The Continuity IRA have said they were behind an incident on
Saturday night in which a taxi driver was ordered at gunpoint to
drive a firebomb to a west Belfast police station.
In west Belfast, the front seat passenger in the taxi pulled out
a gun and ordered the driver to take them to Gibson Street. When
they got there, the two placed a device wrapped in a black bin
bag in the back seat of the red Mercedes car and jumped out.
The men told the driver he had 20 minutes to get to Grosvenor
Road police station before the device exploded. The driver
raised the alarm when he arrived at the station and British army
bomb experts were called to examine the object. It was later
declared to be a viable device containing petrol.
The taxi driver, who was too frightened to be identified, said
he thought he was going to die. Sinn Féin councillor Fra McCann
said: “These people have nothing to offer. All they are doing is
endangering the lives of people in this community.”
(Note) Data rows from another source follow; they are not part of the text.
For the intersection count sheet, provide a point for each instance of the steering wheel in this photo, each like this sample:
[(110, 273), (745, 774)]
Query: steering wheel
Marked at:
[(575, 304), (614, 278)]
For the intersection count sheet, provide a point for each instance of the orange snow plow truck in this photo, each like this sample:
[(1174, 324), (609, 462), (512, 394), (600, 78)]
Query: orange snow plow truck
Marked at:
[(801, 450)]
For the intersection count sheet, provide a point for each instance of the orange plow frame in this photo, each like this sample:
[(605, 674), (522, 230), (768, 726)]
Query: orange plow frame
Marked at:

An 18-year-old Catholic youth was savagely attacked by a
group of loyalists in broad daylight as he walked home on New
Year’s Eve. The victim sustained cuts, bruising and swelling
around the whole of his head and was robbed.
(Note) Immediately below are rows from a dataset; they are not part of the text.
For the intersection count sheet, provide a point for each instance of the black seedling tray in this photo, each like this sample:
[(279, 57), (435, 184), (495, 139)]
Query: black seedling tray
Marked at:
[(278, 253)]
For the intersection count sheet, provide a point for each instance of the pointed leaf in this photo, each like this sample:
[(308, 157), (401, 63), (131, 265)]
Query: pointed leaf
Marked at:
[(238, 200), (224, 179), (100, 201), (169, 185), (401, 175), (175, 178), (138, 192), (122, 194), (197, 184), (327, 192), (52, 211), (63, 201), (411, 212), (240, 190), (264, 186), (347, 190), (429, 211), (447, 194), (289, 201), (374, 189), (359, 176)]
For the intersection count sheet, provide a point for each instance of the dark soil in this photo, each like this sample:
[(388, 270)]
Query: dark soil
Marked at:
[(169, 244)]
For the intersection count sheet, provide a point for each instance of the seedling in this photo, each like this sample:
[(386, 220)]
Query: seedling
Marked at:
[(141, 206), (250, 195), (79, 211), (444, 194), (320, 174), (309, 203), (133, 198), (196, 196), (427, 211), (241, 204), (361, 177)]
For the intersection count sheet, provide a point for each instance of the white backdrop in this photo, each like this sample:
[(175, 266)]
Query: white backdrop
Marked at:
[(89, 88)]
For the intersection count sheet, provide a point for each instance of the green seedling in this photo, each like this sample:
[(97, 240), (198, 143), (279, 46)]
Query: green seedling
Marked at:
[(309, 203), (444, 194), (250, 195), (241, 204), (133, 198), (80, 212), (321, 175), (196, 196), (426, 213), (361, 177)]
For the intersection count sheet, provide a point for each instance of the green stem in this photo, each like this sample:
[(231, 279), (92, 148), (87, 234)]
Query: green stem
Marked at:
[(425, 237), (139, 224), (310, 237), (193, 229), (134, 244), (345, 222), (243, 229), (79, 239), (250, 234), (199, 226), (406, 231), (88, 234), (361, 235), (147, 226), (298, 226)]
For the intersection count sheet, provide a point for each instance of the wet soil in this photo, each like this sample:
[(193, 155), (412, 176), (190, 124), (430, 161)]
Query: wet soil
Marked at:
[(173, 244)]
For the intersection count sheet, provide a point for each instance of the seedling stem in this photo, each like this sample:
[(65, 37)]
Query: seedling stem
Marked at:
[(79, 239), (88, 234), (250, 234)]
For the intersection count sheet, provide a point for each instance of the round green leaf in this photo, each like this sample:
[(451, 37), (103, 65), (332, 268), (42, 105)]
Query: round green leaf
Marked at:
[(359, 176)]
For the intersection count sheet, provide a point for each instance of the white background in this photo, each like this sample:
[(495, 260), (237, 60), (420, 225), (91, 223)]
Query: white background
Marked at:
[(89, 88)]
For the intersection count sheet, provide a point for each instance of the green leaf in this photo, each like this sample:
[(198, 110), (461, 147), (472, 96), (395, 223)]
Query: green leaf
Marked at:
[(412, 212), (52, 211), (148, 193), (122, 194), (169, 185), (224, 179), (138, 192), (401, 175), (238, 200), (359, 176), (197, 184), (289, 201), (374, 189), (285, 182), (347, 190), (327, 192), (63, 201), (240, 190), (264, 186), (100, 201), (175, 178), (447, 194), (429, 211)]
Another incendiary device was discovered at a retail park in
County Antrim over the New Year. Incendiary devices have been
found in stores in Lisburn, Newry, Antrim, Derry, Newtownabbey
and Ballymena in recent weeks. Dissident republicans linked to
the Real IRA have been blamed for the attacks.
Unionist paramilitaries were blamed for leaving a device at
the County Derry home of a Sinn Féin election worker. The
device, which the PSNI described as “suspect”, was found in the
back garden of the man’s house in Kilrea, County Derry, on
Sunday night. The man was in the house with his family at the
time.
A number of suspicious mail packages were delivered to the
Stormont Parliament Building near Belfast on Wednesday. The
building - home to the suspended Assembly - was not evacuated.
An attack which damaged Garvetagh Orange Hall, just outside
Castlederg, County Tyrone, is being treated as arson by the
PSNI. The fire broke out at around 9pm on Monday.